Paula P. Schnurr, PhD, is the Executive Director of the National Center for PTSD and a Professor of Psychiatry at the Geisel School of Medicine at Dartmouth.  She is a Past-President of ISTSS and formerly served as Editor-in-Chief of the Journal of Traumatic Stress and as a member of the ISTSS Board of Directors.  Her research focuses on the treatment of PTSD.

John Ko, MS, currently works at the VHA Medicare and Medicaid Analysis Center. He is a program analyst, managing CMS files permissions for operation DUA users.
John Concato, MD, FACP, MS, MPH, is an Associate Director in the Office of Medical Policy, Center for Drug Evaluation and Research (CDER), Food and Drug Administration. His responsibilities focus on FDA’s Real-World Evidence (RWE) Program, including internal agency processes, external stakeholder engagement, demonstration projects, guidance development, and serving as Chair of CDER’s RWE Subcommittee. Dr. Concato joined FDA in 2019 after a 27-year career at Yale School of Medicine and the U.S. Department of Veterans Affairs (VA), where he was Professor of Medicine, Director of the VA Clinical Epidemiology Research Center, and one of two founding principal investigators of the VA Million Veteran Program mega-biobank.
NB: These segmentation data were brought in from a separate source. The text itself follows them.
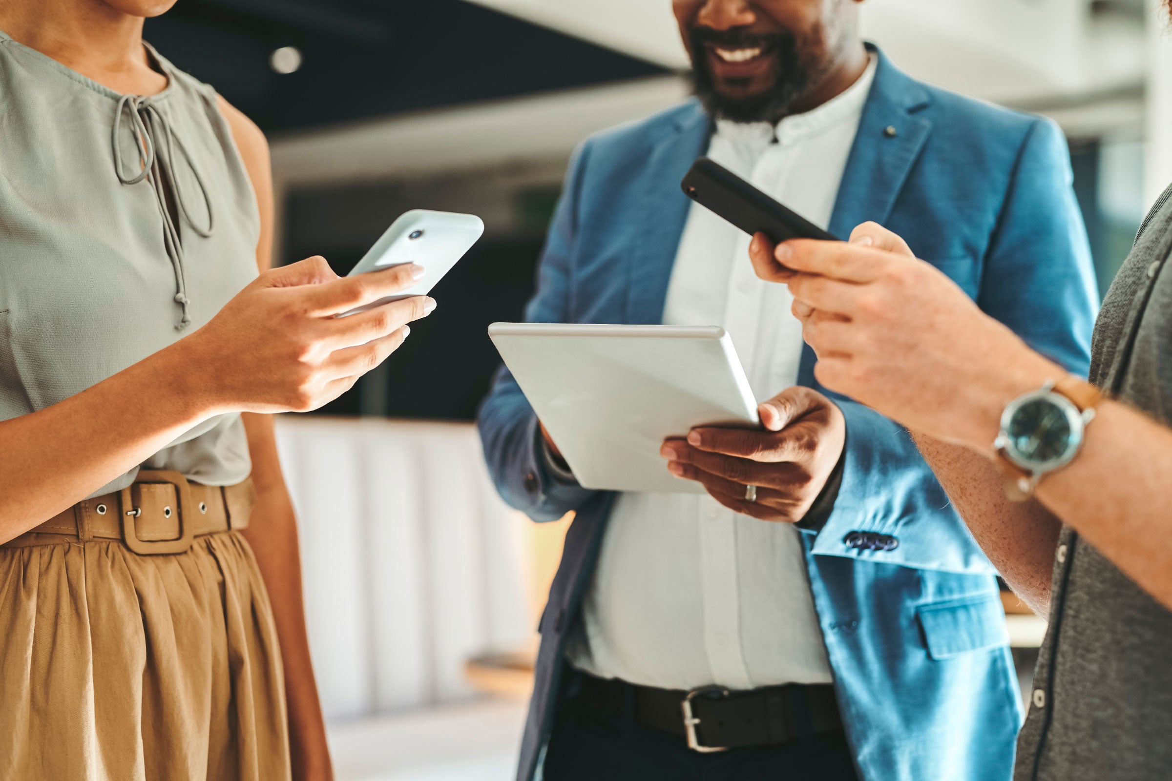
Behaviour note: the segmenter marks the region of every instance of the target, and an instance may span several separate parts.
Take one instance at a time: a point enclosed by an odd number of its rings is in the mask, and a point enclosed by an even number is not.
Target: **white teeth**
[[[724,62],[748,62],[761,56],[761,47],[755,49],[716,49],[716,56]]]

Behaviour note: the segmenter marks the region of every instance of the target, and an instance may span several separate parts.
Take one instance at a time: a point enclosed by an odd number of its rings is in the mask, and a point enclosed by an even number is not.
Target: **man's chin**
[[[778,107],[770,93],[729,95],[728,93],[710,93],[701,95],[704,108],[718,119],[731,122],[776,122],[774,115]]]

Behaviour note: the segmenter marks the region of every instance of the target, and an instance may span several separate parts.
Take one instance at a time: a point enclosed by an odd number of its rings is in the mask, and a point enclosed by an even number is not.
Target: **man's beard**
[[[727,49],[762,47],[777,56],[774,85],[757,95],[730,97],[716,87],[708,62],[709,44]],[[810,73],[802,63],[797,37],[792,33],[751,35],[735,30],[717,32],[707,27],[691,30],[691,82],[696,97],[710,115],[732,122],[768,122],[776,124],[790,112],[795,101],[810,83]]]

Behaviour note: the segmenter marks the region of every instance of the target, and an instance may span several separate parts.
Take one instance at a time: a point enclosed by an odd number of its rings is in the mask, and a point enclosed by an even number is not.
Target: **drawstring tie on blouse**
[[[130,132],[135,139],[135,149],[138,150],[138,160],[141,165],[138,172],[134,176],[128,176],[123,171],[123,156],[118,145],[118,133],[122,130],[122,118],[128,114],[130,117]],[[162,155],[158,155],[159,139],[163,141],[163,149],[166,151],[165,159]],[[199,174],[199,170],[196,167],[195,162],[192,162],[188,150],[183,146],[183,142],[171,129],[171,123],[163,115],[163,112],[158,110],[158,107],[155,105],[155,102],[149,96],[122,96],[118,101],[118,108],[114,114],[114,131],[110,137],[110,143],[114,148],[114,170],[118,174],[118,180],[122,184],[138,184],[143,179],[146,179],[155,191],[155,200],[158,203],[158,212],[163,218],[163,245],[166,248],[168,258],[171,259],[171,268],[175,272],[175,302],[183,307],[183,317],[179,321],[179,324],[176,326],[176,328],[182,330],[191,323],[191,317],[188,315],[188,279],[183,267],[183,244],[179,241],[179,229],[175,224],[175,220],[171,219],[171,211],[166,207],[166,196],[163,193],[164,179],[162,177],[162,169],[164,165],[170,169],[168,171],[166,180],[171,185],[170,196],[171,200],[175,203],[176,211],[183,217],[183,220],[191,226],[192,231],[205,239],[211,237],[213,228],[212,201],[207,194],[207,185],[204,184],[204,178]],[[204,205],[207,208],[206,227],[196,225],[196,221],[191,219],[191,212],[188,210],[188,200],[183,191],[183,185],[175,171],[175,150],[178,150],[186,160],[188,169],[191,171],[191,174],[196,179],[196,184],[199,186],[199,194],[203,197]]]

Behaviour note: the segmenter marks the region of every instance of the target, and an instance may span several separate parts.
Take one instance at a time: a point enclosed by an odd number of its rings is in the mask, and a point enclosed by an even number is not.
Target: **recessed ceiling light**
[[[301,49],[282,46],[268,55],[268,64],[279,74],[291,74],[301,67]]]

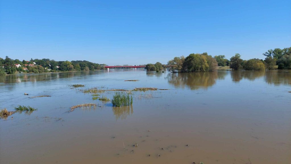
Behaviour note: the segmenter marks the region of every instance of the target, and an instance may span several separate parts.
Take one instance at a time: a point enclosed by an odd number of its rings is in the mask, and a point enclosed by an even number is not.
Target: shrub
[[[246,70],[262,70],[265,69],[264,63],[258,59],[253,59],[247,61],[244,64],[243,67]]]
[[[230,67],[235,70],[238,70],[242,69],[242,65],[243,61],[240,59],[239,54],[235,54],[235,55],[230,58]]]
[[[127,106],[132,104],[132,96],[129,94],[116,92],[112,102],[113,106]]]
[[[33,111],[33,110],[37,110],[37,109],[36,108],[33,108],[32,107],[31,107],[29,106],[26,107],[24,106],[22,106],[21,105],[19,105],[18,107],[15,107],[14,108],[16,110],[20,110],[21,111],[23,110],[26,111]]]

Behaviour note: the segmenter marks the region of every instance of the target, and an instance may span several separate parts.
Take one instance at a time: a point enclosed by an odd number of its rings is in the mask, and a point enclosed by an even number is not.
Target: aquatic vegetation
[[[36,97],[52,97],[51,96],[49,95],[42,95],[42,96],[34,96],[33,97],[30,97],[30,98],[35,98]]]
[[[0,117],[7,117],[15,113],[15,112],[9,112],[5,108],[0,111]]]
[[[136,88],[133,89],[134,91],[156,91],[158,89],[156,88]]]
[[[74,85],[70,85],[71,87],[72,87],[74,88],[78,88],[78,87],[85,87],[85,85],[82,85],[82,84],[74,84]]]
[[[22,111],[23,110],[26,111],[33,111],[34,110],[37,110],[37,109],[36,108],[33,108],[32,107],[30,107],[29,106],[26,107],[24,105],[22,106],[21,105],[19,105],[18,107],[15,107],[14,108],[16,110],[20,111]]]
[[[125,82],[136,82],[139,81],[139,80],[124,80]]]
[[[129,94],[116,92],[111,101],[114,106],[127,106],[132,104],[132,96]]]
[[[97,100],[99,98],[99,97],[93,97],[92,98],[92,99],[93,100]]]
[[[102,97],[99,98],[99,100],[100,101],[110,101],[110,99],[109,98],[105,97],[104,96],[102,96]]]

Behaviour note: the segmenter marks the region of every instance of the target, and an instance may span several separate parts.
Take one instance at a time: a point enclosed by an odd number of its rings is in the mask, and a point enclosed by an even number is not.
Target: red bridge
[[[166,66],[166,67],[171,67],[173,66]],[[146,66],[104,66],[104,67],[107,68],[107,69],[109,71],[109,68],[114,68],[114,67],[129,67],[130,68],[134,68],[135,69],[136,69],[136,68],[144,68],[146,67]]]

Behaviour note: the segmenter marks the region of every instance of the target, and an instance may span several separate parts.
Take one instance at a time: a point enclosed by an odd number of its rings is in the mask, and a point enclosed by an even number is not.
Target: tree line
[[[263,70],[291,69],[291,47],[281,49],[271,49],[263,54],[265,60],[252,59],[243,60],[239,54],[236,54],[230,60],[225,56],[212,56],[207,52],[191,54],[185,57],[182,56],[176,57],[169,61],[168,65],[172,72],[212,72],[217,66],[229,66],[235,70]]]
[[[39,73],[93,70],[104,69],[105,65],[105,64],[100,64],[85,60],[56,61],[48,59],[33,59],[32,58],[29,61],[24,60],[22,61],[18,59],[13,60],[6,56],[5,59],[0,58],[0,75],[13,74],[20,72]]]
Mihaela Aslan, PhD, is the Director, West Haven VA Cooperative Studies Program Epidemiology Center, which has been the coordinating center for VA CSP566, and serves as a Research Scientist at Yale University School of Medicine. Dr. Aslan had additionally led or contributed to initiatives such as partnerships with the Biomedical Advanced Research and Development Authority and US Food and Drug Administration during the COVID pandemic and CSP’s IT/Informatics, Data, Epidemiology and Analytics for a Learning Healthcare System (IDEAL) initiative.